Programming

Research Project Speeds Process for Converting Programs to Multicore

• By Dian Schaffhauser
• 11/10/16

A team of researchers has come up with a technique that lets people describe what their single-core programs are supposed to do in somewhat general terms, and then it automatically generates a version of the program optimized to run on multicore chips. The benefit is that the new version of the program will generate the same results but faster.

"Bellmania," as the technique is called, is described in a paper recently presented at the ACM SPLASH 2016 event, the Association of Computing Machinery's conference on Systems, Programming, Languages and Applications: Software for Humanity. The researchers come from MIT's Computer Science and Artificial Intelligence Laboratory and Stony Brook University.

Multicore computing speeds up programming by splitting up tasks and handing them off to multiple CPUs or cores for processing, storing and reusing results of computations rather than having to re-compute them each time they're needed. Traditionally, the splitting up is done by "hand"; computer scientists manually figure out how to "parallelize" programs.

Bellmania's basic concept is to break a given problem into smaller and smaller subproblems with "recursive divide and conquer." The researcher who needs to run the problem or algorithm describes the first step of the process — how the problem is to be divided in a first go-around and what procedures are to be applied to the resulting segments — and Bellmania figures out how to continue the division in a way that optimizes memory usage.
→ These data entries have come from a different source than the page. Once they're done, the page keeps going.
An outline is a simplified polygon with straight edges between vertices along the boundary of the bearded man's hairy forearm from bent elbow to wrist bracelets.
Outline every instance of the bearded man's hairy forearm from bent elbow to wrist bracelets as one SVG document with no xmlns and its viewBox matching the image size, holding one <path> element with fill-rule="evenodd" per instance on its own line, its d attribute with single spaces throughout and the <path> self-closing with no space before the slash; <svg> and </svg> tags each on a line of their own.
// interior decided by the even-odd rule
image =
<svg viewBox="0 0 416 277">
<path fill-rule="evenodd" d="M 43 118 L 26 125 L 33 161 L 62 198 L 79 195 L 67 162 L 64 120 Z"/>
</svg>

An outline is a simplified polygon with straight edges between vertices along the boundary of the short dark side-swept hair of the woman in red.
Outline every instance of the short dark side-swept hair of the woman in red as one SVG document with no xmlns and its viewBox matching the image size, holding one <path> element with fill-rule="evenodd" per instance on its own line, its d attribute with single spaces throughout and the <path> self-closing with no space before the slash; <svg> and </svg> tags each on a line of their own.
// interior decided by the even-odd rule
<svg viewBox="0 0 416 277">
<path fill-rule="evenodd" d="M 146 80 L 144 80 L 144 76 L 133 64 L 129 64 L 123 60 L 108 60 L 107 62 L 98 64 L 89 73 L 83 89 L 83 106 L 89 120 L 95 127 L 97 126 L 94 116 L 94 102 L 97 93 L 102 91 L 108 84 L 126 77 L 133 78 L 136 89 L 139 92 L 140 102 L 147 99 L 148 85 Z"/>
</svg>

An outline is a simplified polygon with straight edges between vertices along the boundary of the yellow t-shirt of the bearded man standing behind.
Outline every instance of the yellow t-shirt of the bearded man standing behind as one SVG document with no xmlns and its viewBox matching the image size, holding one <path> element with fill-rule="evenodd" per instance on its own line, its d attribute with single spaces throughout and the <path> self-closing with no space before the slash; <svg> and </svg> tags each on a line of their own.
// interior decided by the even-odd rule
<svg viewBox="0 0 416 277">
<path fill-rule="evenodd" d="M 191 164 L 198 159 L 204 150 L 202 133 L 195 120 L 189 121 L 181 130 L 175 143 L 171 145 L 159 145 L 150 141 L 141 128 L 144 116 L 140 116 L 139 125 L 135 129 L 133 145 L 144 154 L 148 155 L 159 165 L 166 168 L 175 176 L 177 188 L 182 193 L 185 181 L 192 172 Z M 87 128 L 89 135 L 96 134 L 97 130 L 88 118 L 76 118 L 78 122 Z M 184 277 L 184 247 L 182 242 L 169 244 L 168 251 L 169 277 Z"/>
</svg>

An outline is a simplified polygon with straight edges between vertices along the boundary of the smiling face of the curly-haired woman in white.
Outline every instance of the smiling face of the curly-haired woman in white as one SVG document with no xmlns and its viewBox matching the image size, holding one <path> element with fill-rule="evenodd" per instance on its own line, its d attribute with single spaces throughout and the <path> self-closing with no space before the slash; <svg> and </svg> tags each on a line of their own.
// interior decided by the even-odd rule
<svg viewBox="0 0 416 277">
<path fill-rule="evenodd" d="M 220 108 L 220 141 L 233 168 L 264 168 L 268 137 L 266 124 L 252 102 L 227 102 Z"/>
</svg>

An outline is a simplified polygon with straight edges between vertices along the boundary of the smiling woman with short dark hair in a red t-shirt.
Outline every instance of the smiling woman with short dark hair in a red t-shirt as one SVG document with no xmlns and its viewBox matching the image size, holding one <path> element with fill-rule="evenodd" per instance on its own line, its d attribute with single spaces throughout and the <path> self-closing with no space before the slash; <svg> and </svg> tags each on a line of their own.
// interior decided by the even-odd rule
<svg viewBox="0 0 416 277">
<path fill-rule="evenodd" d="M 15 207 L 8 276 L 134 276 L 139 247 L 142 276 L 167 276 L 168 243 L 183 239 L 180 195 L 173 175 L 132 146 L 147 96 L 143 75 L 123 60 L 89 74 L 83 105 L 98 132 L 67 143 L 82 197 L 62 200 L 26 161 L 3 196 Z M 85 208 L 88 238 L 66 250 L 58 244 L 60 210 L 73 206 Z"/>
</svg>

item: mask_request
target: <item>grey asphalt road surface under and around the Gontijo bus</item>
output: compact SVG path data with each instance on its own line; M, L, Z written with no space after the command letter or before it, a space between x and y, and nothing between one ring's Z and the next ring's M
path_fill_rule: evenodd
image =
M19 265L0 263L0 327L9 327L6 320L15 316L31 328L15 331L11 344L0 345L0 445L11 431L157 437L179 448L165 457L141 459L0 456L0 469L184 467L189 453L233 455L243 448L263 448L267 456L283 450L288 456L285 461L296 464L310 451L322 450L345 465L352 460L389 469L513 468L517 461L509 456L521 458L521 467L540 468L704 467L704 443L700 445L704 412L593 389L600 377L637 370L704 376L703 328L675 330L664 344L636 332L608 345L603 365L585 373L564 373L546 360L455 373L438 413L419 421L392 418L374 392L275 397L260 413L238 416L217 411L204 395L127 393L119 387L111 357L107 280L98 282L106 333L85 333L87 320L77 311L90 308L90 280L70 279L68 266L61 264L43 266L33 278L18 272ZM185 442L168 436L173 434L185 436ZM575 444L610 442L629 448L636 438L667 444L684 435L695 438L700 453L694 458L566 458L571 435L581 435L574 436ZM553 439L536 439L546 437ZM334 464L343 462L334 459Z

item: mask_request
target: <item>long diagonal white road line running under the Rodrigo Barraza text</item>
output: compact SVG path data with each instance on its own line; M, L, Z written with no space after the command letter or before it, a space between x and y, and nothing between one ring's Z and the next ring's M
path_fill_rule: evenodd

At each level of the recursion Bellmania will perform an operation on some segment of the matrix and then "outsource" the rest of the work to the subroutines, which can run in parallel. Each subroutine will in turn perform an operation on a segment of the data and hand off remaining work to further subroutines.

"The goal is to arrange the memory accesses such that when you read a cell [of the matrix], you do as much computation as you can with it, so that you will not have to read it again later," said Shachar Itzhaky, first author on the paper and a post-doctoral student in electrical engineering and computer science at MIT, in an article about the project.

Bellmania's magic is in determining how best to manage that handoff by figuring out how much data should be processed at each level and which subroutines will be needed as the program progresses. That parallelization process takes about 15 minutes per algorithm — which is much faster than any human programmer could do the work. As the paper noted, "The resulting implementations are 1.4–46 [times] faster than the original versions and within 2 [percent] to 60 percent of a high-performance hand-crafted implementation."